Under such conditions, our simulations show that DNA basically moves in steps through the pore. When the next nucleotide approaches the pore’s constriction, it spends some time searching for the right conformation that allows its base to squish through. Therefore, the nanopore acts like a stepper motor. And the time the DNA spends before it finds the right conformation to enter the pore depends on the type of the base that is about to enter. That’s how we think we will be able to determine the sequence.
It took a lot of computer power to do these simulations. The fact that we have, on campus, a National Center for Supercomputing Applications helped a lot. The simulations took probably half a year.
What are the challenges to turning this into an actual sequencing device?
There are basically two challenges. One is not really a challenge but more a manufacturing issue: We have to reduce the size of the capacitor by about a factor of 10. This would be difficult to make, but it is very possible, so there is no problem with that, it just has to be done.
The challenge that is more conceptual is how to reduce the noise in the real experiment. What we have demonstrated in theory is assuming that we can overcome the noise issue.

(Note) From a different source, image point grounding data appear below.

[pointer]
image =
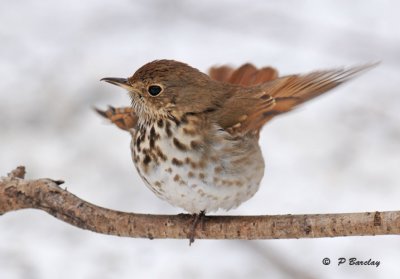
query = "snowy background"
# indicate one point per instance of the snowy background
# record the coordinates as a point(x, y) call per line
point(339, 153)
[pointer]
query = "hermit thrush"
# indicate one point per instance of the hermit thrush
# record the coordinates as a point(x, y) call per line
point(195, 137)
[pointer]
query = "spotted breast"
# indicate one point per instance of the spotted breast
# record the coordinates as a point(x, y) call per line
point(193, 170)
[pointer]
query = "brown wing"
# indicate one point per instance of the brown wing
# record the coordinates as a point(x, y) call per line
point(248, 110)
point(246, 75)
point(124, 117)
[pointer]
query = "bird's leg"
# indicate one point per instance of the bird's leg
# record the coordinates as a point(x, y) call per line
point(197, 217)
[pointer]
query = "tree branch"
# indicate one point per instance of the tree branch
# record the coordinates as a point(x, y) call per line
point(46, 194)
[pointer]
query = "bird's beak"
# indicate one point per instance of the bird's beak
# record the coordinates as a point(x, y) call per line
point(121, 82)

What are the main sources of noise? The random motion of DNA?
The conformational noise of DNA is already taken into account in our simulations, and we think that the signal that comes about is still sufficient to distinguish between different types of nucleotides.
The noise sources that could cause problems are parasitic capacitances in the semiconductor structure, stochastic motion of ions and water, and some kind of absorption events at the surface of the pore.

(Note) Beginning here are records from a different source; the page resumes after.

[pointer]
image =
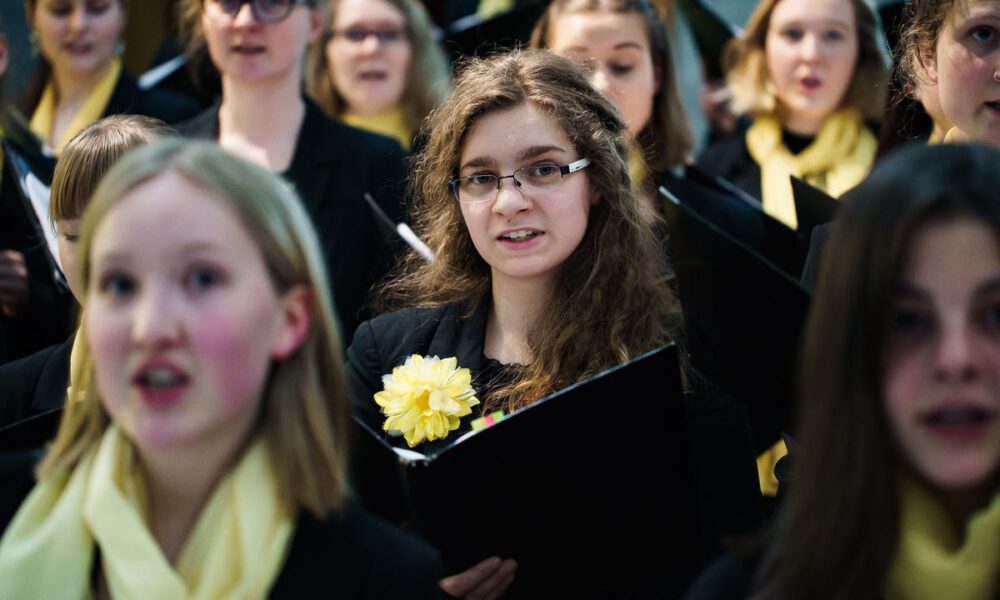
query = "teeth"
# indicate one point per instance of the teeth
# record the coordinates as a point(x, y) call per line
point(160, 378)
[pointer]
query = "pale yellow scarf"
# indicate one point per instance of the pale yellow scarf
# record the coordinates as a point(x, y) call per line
point(837, 160)
point(234, 551)
point(391, 123)
point(89, 113)
point(931, 562)
point(491, 8)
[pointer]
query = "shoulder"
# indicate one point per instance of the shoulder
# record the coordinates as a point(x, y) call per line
point(352, 554)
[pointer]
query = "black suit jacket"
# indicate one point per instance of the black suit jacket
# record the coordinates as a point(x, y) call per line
point(729, 492)
point(34, 384)
point(348, 555)
point(333, 166)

Our next step would be to take into account all those noise sources into a simulation, and see how we can minimize them by designing a pore better.
What is the main difference between your approach and that of other groups working on nanopore sequencing?

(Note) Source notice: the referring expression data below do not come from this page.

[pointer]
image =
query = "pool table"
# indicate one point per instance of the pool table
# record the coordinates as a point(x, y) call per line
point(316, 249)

The main difference is that in our approach, we use a nanopore capacitor, a multi-layered membrane which is made using conventional silicon nanotechnology.
Because it is all made of silicon, we can integrate our pore with a signal amplifier. And we can make massively parallel arrays of such pores with ease, so we can scale up very easily. You can imagine making an integrated chip with many, many pores and integrated electronics.
Also, we aim to determine the sequence of DNA by measuring the electrostatic potential that the DNA induces in the capacitor, whereas other groups measure either the current that is blocked by the DNA or some tunneling current through the DNA. In that respect, our approach is quite different.
What are the pros and cons of your approach, compared to the others?
What is good about our approach is that the structures we talk about can be manufactured. It is a realistic device.
But those capacitor structures, the electrodes of the capacitors, are still quite thick. It would be nice to reduce them. But they cannot be reduced to a single atom layer because there would not be enough dopant in the semiconductor to sense the electric field of DNA. However, we can reduce the middle dielectric layer that insulates the two layers of the capacitor to an atomic dimension, so that one can confine a single nucleotide.
What is your next goal with respect to experimental results?
I think the next goal is to demonstrate detection of the sequence-specific signals experimentally, using, of course, known sequences of DNA.
Has anybody else done similar work?
In terms of simulations, no. There are several groups working on simulations of DNA translocating through nanopores but I think we are the only group that tries to put DNA through pores that are too small for DNA to enter by itself. And that’s why we see all kinds of interesting conformational transitions, which will translate, hopefully, into a way to determine the sequence of DNA.